The Tubular Gore Tetroon (TGT) is my solution to the “Upson Ring” (UR) problem. When a large balloon is first launched for a very high altitude flight the gas at sea level pressure is only a small bubble. All the weight of balloon fabric and payload hangs on the circumference of that bubble. This is the UR. One could compare the load at the UR to the breaking length of a piece of cord. A 100 pound breaking strength cord that weighs one pound per foot can only be hanging 100 feet.. Any additional length paid out will break the cord.
If one tied one pound lift balloons to the cord at each one foot point on the cord, the breaking length would be unlimited.
A tetrahedral balloon can be fabricated with one web of fabric that is spiral formed in a short tube. (Like one ply of a toilet paper cardboard core.) If the ends are sealed off skewed at 90 degrees to each other and the two lines from one end of one end seal to the two ends of the opposite seal are the same length as the end seal, an equilateral tetrahedral surface is formed . It is made up of four equilateral triangles.
Such a tetrahedron is termed a “Tetroon”.

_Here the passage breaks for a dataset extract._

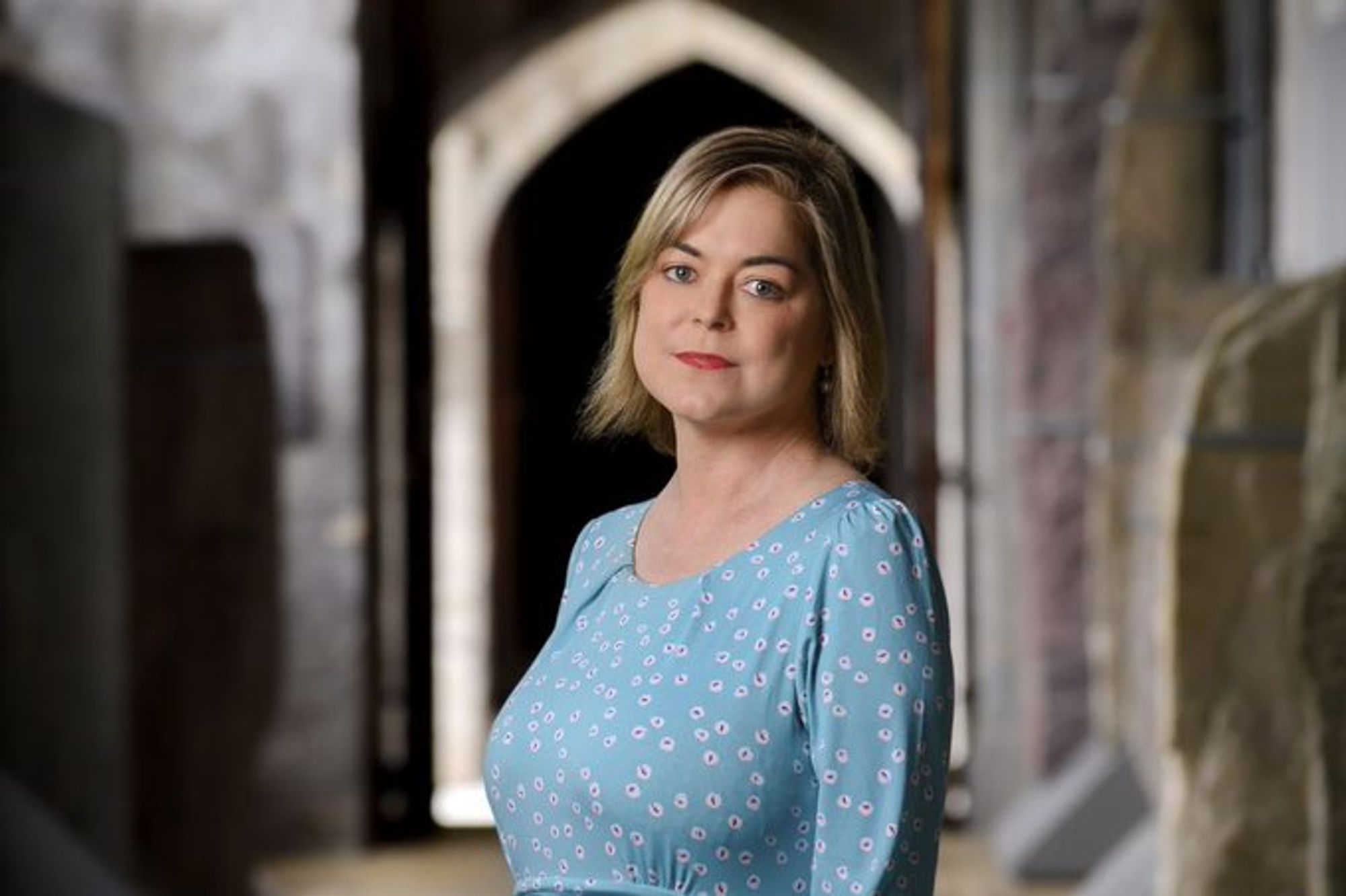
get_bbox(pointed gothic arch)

The payload is attached to one vertex. The center of the opposite triangle becomes the top center of the balloon. The web of the tetroon’s skin arbitrarily starts at the load point corner and goes to a second corner at the other end of the end seal and spirals around to finally end up along the horizontal seal between the opposite corners.
For the TGT the web is a tube of balloon material. Its diameter is such that the unit lineal volume has an aerostatic buoyancy slightly greater than its weight. The tube is open to the central volume of the tetrahedron only near the end of the tube that is at the loading point (the bottom).
At initial inflation, only the tube is inflated with just enough gas for payload and free lift discharged into the central volume. The bubble in the central volume is very small and has comparatively little buoyancy against its small UR. As the balloon rises, gas discharges (by expansion) into the central volume. In effect, the central volume is being inflated at altitudes where the atmospheric pressure is lower. With the lower density the lifting gas has lower unit lift and so puts a lower unit stress on the skin.
In the case of an ultra high altitude balloon where the payload is only a very small percentage of the total load this economy can be dramatic.